Here is neon_vzip<mode>_internal:
(define_insn "neon_vzip<mode>_internal" [(set (match_operand:VDQW 0 "s_register_operand" "=w") (unspec:VDQW [(match_operand:VDQW 1 "s_register_operand" "0")] UNSPEC_VZIP1)) (set (match_operand:VDQW 2 "s_register_operand" "=w") (unspec:VDQW [(match_operand:VDQW 3 "s_register_operand" "2")] UNSPEC_VZIP2))]
Just to let you know, here, when I tried to make the two sets parallel and "+w" for operands 0 and 2 (instead of =w), it made reload ICE. I did this to represent the 'meaning' of the instruction in md-speak, but no success :-(
Tejas.
"TARGET_NEON" "vzip.<V_sz_elem>\t%<V_reg>0, %<V_reg>2" [(set (attr "neon_type") (if_then_else (ne (symbol_ref "<Is_d_reg>") (const_int 0)) (const_string "neon_bp_simple") (const_string "neon_bp_3cycle")))] )
Is there a way to properly mark the dependence?
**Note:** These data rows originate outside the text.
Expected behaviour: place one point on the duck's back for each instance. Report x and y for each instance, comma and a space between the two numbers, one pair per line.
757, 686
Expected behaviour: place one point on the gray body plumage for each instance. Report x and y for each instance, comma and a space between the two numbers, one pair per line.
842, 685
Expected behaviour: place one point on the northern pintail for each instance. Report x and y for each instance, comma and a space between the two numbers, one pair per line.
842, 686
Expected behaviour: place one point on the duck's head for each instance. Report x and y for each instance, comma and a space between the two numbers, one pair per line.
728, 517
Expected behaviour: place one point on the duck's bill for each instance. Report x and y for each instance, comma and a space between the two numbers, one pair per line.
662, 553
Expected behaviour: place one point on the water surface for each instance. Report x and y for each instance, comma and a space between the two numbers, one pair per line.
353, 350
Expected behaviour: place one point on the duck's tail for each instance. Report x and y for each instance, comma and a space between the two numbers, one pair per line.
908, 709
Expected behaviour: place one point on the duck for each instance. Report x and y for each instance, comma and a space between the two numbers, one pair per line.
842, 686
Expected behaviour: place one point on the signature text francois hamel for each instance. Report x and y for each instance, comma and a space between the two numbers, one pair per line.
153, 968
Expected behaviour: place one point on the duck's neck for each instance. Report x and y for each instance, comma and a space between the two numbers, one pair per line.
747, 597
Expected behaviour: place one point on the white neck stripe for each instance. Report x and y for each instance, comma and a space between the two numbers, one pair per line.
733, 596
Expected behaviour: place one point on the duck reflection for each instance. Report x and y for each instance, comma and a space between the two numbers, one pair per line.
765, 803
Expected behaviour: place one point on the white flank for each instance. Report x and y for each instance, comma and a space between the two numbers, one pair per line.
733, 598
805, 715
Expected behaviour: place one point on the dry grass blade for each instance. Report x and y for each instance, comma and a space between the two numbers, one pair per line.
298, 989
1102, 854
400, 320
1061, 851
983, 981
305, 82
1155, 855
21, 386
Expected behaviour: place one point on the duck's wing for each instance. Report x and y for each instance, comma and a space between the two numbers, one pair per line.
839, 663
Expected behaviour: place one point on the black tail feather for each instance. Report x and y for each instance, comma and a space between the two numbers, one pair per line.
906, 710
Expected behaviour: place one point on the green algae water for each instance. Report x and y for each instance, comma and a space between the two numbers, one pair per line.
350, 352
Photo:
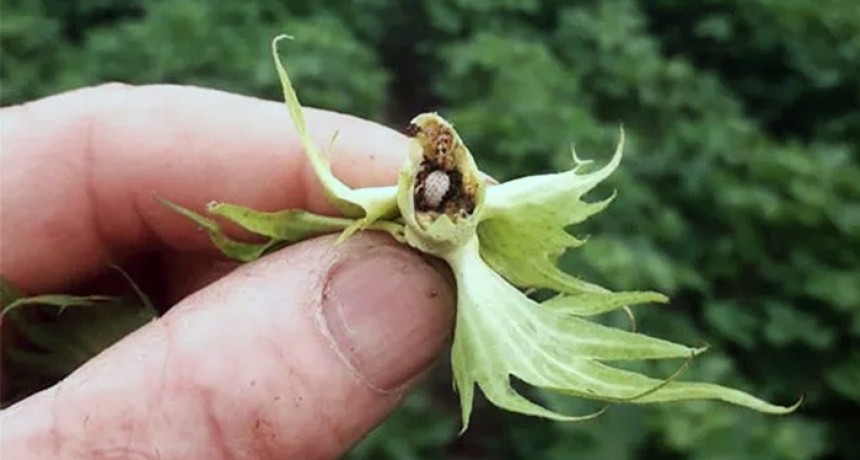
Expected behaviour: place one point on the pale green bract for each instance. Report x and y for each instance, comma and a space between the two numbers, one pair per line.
499, 240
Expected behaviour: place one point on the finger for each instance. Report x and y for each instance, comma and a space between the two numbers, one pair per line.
80, 171
295, 356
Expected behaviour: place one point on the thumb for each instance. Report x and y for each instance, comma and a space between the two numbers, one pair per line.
297, 355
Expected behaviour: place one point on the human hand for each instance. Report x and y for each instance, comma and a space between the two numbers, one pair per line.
297, 355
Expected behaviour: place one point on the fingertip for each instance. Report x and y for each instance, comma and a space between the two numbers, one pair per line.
297, 355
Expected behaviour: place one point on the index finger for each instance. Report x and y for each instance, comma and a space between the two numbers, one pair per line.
80, 171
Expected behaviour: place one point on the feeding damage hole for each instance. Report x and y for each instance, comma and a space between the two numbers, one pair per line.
439, 184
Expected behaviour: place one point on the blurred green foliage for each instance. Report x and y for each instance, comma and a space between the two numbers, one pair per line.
739, 195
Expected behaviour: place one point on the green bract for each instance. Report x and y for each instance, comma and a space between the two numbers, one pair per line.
499, 240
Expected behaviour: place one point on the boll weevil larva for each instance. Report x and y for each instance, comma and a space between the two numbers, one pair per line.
436, 186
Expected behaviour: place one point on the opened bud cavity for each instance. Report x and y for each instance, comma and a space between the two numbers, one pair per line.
440, 187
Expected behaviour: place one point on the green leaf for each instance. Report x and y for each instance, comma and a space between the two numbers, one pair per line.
55, 300
369, 204
523, 230
293, 225
501, 333
238, 250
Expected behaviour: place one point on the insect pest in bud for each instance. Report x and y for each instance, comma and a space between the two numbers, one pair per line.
433, 190
499, 241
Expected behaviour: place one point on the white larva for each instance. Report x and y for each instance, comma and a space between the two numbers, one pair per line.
436, 186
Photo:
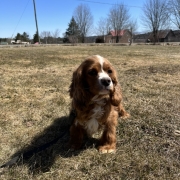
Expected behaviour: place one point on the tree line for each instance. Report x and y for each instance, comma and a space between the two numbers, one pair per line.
156, 15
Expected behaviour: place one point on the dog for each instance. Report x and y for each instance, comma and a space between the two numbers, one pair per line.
97, 101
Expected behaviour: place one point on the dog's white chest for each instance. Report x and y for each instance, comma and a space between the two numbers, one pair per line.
92, 124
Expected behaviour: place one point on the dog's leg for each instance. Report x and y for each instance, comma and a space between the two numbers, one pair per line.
122, 113
108, 139
76, 136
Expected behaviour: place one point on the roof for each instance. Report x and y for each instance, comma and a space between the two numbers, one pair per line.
161, 34
176, 33
119, 32
142, 36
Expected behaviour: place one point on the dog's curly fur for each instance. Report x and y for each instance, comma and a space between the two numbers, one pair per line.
97, 100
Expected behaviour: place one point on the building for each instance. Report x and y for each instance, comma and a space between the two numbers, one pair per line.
162, 36
124, 36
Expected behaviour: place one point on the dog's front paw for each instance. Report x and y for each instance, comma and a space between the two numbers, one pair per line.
106, 149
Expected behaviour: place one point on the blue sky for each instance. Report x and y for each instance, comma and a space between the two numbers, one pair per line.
18, 15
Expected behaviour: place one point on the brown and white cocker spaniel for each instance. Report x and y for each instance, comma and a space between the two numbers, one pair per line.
96, 99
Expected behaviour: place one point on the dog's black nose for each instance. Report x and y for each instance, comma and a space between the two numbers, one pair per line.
105, 81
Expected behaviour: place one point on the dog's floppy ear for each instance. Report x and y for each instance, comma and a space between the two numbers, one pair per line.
78, 89
116, 96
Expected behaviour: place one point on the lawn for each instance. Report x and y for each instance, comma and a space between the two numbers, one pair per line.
34, 109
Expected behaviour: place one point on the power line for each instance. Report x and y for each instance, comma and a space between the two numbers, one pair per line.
20, 19
107, 3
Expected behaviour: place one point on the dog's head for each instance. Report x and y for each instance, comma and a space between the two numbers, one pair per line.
95, 76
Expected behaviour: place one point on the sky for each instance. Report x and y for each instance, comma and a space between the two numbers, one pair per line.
17, 16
Thanks, Ira _______________________________________________ linaro-toolchain mailing list linaro-toolchain@lists.linaro.org http://lists.linaro.org/mailman/listinfo/linaro-toolchain
Ira Rosen ira.rosen@linaro.org wrote:
(define_insn "neon_vzip<mode>_internal" [(set (match_operand:VDQW 0 "s_register_operand" "=w") (unspec:VDQW [(match_operand:VDQW 1 "s_register_operand" "0")] UNSPEC_VZIP1)) (set (match_operand:VDQW 2 "s_register_operand" "=w") (unspec:VDQW [(match_operand:VDQW 3 "s_register_operand" "2")] UNSPEC_VZIP2))] "TARGET_NEON" "vzip.<V_sz_elem>\t%<V_reg>0, %<V_reg>2" [(set (attr "neon_type") (if_then_else (ne (symbol_ref "<Is_d_reg>") (const_int 0)) (const_string "neon_bp_simple") (const_string "neon_bp_3cycle")))] )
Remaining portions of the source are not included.